We live in a world where larger and larger volumes of varied data types are coming at us in ever increasing speeds, i.e. we live in a world of big data. In order to make sense of big data, we have turned to data science. Data Science is a tool employed by the transliterate to transform data into information. Let me explain …
In his book, Innovators, Walter Isaacson makes the point that “the quest for artificial intelligence – machines that think on their own – has consistently proved less fruitful than creating ways to forge a partnership of symbiosis between people and machines.” This symbiosis is data science.

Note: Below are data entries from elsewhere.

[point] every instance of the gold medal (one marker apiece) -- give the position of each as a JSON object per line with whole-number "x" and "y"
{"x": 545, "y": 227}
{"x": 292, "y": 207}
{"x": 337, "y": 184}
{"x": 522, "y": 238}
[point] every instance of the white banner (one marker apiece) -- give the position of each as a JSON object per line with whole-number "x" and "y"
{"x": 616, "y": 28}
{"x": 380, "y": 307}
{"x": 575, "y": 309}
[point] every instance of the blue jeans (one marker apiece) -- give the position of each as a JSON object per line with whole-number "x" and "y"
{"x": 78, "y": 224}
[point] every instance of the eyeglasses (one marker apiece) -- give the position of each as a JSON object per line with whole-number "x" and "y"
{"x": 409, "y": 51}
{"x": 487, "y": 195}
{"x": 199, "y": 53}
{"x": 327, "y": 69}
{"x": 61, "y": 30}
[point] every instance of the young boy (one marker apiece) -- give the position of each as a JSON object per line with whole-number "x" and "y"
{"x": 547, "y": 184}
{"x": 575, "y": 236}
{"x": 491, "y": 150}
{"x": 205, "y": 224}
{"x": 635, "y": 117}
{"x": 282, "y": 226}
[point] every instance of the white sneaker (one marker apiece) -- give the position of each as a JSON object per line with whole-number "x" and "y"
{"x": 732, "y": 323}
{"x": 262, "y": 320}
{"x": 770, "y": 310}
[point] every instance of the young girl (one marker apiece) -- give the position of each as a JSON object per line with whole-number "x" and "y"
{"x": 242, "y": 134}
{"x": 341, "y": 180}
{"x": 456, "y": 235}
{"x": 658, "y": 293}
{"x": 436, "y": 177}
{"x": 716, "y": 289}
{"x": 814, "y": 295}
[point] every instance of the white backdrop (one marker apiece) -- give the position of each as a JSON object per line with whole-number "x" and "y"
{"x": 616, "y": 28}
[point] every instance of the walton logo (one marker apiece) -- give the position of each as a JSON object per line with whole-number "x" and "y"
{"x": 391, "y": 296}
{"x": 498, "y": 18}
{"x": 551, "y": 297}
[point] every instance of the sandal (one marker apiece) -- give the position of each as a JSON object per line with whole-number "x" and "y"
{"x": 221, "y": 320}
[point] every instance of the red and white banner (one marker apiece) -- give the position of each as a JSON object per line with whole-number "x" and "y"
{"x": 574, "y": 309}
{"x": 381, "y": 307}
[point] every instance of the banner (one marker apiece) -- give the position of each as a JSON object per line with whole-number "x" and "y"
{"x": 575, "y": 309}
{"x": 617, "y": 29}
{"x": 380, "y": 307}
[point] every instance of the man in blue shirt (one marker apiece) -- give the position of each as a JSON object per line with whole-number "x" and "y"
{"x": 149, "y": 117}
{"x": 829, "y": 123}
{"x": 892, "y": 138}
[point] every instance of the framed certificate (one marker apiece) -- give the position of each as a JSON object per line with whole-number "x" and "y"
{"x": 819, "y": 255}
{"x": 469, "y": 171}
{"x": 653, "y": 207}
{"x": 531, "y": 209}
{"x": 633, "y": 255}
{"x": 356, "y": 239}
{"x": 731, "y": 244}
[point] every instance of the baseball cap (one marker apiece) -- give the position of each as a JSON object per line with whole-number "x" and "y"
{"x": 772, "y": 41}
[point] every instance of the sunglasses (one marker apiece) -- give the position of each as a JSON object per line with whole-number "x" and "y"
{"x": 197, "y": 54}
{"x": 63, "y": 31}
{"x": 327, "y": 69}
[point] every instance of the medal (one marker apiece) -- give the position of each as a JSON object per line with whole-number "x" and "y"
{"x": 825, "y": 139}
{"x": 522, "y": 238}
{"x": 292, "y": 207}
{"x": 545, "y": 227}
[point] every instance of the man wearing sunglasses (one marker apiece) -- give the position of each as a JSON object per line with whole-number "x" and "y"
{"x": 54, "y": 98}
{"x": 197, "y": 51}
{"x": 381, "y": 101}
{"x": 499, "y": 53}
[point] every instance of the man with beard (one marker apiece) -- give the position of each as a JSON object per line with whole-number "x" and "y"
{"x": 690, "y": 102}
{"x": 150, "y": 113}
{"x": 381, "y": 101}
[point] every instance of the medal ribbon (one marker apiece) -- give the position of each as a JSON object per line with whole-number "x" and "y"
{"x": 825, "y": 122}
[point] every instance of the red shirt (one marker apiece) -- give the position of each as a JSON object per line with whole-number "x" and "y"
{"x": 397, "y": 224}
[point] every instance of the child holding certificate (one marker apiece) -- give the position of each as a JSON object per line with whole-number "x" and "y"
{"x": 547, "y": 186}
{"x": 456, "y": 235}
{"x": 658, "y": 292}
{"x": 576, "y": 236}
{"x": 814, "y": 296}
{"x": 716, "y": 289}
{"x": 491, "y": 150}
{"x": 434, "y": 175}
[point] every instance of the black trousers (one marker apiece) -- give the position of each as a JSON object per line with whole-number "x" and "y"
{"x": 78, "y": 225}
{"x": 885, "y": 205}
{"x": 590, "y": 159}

To understand this partnership better, I would like to review the data science methodology.
There have been a number of descriptions of the data science process, from the Computing Community Consortium to KDD (Knowledge Discovery in Databases) to the CRISP-DM Consortium. I have included references to each of these in links below. As shown in the data flow, the data science process is composed of the following six steps;
- Organization Understanding – In this phase, we develop an understanding of the organization for which we are undertaking the project. We assess the current state of the organization, determine objectives for the data mining project, and produce a project plan. It is important to establish quantitative metrics to determine the success of a project. For example, to say that a project is to improve customer satisfaction is not sufficient. How do you measure that objectively? A quantitative metric, such as increasing customer retention by 2%, can provide an objective way to measure project success.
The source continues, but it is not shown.